The Next Big Conservation Tool? Pilotless Drones
A U.S. Army sergeant launches a UAV. Photo: The U.S. Army
Ecologists and conservationists have long and frustrating lists of hurdles that keep them from doing field work. Aside from the wild, dangerous miles between them and the remote regions of the world they need to examine, there are unfriendly governments and armed militias. There's the high cost and complexity of traveling to remote jungles or tundras. And sometimes the act of transporting oneself to a research site can actually hurt the research — in the Arctic, emissions from gas-powered snowmobiles can skew the air samples that researchers need to capture.
Enter, Unmanned Aerial Vehicles (UAVs), remotely controlled drones, equipped with camera, GPS and a range of other sensors, that have long used for military surveillance applications. Today, conservationists, ecologists and other environmental researchers are turning UAVs to do everything from mapping deforestation to counting wildlife to collecting data in disaster areas, such as offshore oil spills or accidents at nuclear energy plants.
Falling costs and more accessible sensor systems are behind this trend. With funding from National Geographic Society and other groups, Lian Pin Koh and Serge Wich, an ecologist at the ETH Zürich and a biologist at the University of Zürich, respectively, have developed a drone that is customized for conservation work, reports MongaBay.com. They assembled their drone for just $2,000 — compare that to $10,000-50,000 for high-end UAVs.
Koh and Wich have already employed their drone, which is small enough to carry in a backpack, to conduct research in Sumatra. “During their four days of testing, the drone flew 30 missions — collecting hundreds of photos and hours of video — without a single crash. A mission, which typically lasts about 25 minutes, can cover 50 hectares,” says MongaBay.
The pair worked with software developers, using DIY Drones open-source software, to create the program used to set the drone's flight plan via a laptop. If you jump to around the 30-second mark in this clip from their research film, you'll think you're seeing the view not from a pilotless drone by from a helmet camera on a paraglider. The drone uses GPS to guide its path. The films revealed sections of logging as well as stands of oil palm trees are planted on a riverbank, a practice that hurts the river ecosystem.
Greenwire reports that NOAA has long used UAVs to conduct surveys of ice seals around the Bering Sea — an area “difficult to reach with piloted planes.”
It also describes how the agency hopes its drones can settle a dispute it is having with Alaskan fishermen. To ensure enough food for the endangered Steller sea lion, “NOAA has placed catch limits on fish in the species' food chain near Alaska's Aleutian Islands.

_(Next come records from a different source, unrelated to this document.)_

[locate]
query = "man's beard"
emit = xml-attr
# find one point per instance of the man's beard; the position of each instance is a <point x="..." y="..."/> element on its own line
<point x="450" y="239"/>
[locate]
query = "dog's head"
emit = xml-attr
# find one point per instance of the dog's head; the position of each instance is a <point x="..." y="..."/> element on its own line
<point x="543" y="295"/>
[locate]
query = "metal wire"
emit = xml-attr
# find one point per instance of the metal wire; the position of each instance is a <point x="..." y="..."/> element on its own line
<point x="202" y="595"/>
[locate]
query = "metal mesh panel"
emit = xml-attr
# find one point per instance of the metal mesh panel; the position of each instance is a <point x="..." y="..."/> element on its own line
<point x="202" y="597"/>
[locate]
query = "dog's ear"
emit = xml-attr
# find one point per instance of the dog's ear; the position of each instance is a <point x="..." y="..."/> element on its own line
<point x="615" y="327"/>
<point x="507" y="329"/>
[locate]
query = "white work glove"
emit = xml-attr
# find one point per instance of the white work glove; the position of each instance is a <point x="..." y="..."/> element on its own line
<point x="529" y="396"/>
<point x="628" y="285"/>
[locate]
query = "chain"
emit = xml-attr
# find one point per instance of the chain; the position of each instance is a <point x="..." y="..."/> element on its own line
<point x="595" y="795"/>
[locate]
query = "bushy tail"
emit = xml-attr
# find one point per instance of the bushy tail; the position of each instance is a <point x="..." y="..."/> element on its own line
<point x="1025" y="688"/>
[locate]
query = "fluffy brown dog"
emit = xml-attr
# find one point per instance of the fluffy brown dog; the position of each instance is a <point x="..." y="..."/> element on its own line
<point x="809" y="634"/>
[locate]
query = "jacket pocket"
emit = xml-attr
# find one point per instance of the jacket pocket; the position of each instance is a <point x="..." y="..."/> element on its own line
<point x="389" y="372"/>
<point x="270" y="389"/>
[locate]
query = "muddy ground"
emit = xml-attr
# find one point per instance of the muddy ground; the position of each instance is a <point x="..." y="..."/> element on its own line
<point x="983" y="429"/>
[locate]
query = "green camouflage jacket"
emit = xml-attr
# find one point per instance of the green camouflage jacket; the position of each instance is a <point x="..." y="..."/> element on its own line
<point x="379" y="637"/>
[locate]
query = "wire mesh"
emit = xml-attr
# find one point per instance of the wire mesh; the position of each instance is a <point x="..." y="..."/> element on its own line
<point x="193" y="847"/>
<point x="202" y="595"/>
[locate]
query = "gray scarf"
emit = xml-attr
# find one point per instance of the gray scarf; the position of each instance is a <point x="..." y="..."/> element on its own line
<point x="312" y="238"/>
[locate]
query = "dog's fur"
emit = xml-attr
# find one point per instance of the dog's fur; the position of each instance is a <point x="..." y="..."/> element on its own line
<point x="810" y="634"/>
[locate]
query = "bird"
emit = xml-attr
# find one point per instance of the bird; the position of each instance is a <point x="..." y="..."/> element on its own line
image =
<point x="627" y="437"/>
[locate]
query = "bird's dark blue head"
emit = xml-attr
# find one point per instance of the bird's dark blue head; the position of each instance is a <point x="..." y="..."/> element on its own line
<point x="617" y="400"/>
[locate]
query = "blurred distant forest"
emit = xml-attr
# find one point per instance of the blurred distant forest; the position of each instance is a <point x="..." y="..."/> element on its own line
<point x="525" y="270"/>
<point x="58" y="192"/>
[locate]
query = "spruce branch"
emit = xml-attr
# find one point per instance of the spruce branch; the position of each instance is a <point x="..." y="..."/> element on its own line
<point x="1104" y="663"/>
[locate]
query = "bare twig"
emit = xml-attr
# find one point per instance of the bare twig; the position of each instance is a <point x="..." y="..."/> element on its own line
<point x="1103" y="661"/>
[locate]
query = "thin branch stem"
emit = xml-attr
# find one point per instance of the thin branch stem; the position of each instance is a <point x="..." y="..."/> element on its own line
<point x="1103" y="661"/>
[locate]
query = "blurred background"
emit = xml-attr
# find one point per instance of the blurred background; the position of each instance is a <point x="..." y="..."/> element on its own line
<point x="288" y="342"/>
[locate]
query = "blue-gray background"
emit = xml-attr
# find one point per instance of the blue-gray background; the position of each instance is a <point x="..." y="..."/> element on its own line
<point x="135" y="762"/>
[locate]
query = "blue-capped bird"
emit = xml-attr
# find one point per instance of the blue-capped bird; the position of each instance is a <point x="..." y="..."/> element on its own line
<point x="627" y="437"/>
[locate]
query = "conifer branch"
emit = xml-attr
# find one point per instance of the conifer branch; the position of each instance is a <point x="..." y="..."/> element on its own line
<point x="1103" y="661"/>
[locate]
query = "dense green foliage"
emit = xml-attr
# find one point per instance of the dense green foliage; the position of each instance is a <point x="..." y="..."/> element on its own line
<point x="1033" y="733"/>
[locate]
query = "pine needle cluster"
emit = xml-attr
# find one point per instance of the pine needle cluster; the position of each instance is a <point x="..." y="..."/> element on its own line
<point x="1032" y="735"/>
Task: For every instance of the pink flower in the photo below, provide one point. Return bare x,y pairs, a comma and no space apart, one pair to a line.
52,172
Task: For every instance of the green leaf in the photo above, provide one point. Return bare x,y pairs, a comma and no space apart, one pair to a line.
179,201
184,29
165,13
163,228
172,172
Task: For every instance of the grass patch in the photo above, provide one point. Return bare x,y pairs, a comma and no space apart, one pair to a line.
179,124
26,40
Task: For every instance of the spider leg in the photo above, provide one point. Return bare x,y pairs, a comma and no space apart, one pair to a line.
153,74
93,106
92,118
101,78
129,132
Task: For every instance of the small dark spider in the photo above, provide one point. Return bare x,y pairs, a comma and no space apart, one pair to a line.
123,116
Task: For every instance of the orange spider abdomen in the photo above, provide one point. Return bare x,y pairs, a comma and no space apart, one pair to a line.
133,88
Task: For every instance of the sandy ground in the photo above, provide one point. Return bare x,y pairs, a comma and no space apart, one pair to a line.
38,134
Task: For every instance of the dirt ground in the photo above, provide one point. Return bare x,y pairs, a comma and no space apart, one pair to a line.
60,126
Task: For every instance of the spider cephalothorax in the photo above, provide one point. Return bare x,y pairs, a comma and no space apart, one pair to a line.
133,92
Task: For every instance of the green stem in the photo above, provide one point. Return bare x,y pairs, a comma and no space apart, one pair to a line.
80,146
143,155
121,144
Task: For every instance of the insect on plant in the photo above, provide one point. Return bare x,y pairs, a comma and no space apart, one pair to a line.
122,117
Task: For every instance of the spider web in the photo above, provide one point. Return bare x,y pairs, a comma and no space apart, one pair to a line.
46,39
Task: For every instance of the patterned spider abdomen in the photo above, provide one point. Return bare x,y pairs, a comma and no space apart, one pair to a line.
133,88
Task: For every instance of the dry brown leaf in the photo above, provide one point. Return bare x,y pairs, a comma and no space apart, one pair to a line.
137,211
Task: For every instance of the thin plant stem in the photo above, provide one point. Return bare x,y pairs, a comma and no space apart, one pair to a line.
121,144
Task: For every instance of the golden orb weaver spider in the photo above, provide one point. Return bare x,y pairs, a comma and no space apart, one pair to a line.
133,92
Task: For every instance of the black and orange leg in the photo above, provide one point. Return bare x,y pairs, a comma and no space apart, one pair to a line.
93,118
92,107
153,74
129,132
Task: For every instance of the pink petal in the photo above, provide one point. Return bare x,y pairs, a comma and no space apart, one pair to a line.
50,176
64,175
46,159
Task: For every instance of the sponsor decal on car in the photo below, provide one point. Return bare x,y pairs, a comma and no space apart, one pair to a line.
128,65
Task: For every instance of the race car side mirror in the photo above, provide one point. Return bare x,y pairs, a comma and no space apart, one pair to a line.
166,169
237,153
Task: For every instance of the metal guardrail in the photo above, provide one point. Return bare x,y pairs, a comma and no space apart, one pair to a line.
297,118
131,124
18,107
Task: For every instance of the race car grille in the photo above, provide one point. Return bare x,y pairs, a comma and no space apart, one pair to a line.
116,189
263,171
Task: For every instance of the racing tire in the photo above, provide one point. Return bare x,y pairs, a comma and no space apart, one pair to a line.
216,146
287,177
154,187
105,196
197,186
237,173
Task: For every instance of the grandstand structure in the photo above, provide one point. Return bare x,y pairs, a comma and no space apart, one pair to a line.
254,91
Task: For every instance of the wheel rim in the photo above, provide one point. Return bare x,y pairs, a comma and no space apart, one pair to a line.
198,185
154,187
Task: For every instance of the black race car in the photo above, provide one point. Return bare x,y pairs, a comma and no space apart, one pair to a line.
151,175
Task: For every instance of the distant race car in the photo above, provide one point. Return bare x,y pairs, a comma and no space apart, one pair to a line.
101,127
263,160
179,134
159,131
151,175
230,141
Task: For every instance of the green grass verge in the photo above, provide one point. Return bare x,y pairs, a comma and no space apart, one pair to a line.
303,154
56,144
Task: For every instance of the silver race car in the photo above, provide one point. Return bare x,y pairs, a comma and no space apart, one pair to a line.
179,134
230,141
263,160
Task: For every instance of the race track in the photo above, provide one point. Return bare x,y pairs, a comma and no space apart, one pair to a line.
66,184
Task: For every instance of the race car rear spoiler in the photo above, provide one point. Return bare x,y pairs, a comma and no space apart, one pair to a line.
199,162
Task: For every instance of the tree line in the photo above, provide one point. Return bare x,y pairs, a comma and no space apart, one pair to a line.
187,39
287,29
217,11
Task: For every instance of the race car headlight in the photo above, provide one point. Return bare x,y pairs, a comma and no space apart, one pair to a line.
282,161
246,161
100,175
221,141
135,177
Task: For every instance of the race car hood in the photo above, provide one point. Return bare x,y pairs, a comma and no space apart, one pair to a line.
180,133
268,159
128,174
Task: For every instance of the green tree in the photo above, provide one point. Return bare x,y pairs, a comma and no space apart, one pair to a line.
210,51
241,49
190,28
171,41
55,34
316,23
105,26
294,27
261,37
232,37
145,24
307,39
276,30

But the fishermen argue the species' declining numbers have nothing to do with food shortages,” says Greenwire.
Currently, NOAA uses manned aircraft to perform surveys of Steller sea lions. But bad weather limits how often these planes can fly and because the planes fly at a higher altitude than UAVs, the images the researchers take aren't as good as those from drones. NOAA will test where UAVs can collect more, and more accurate, data on the sea lions.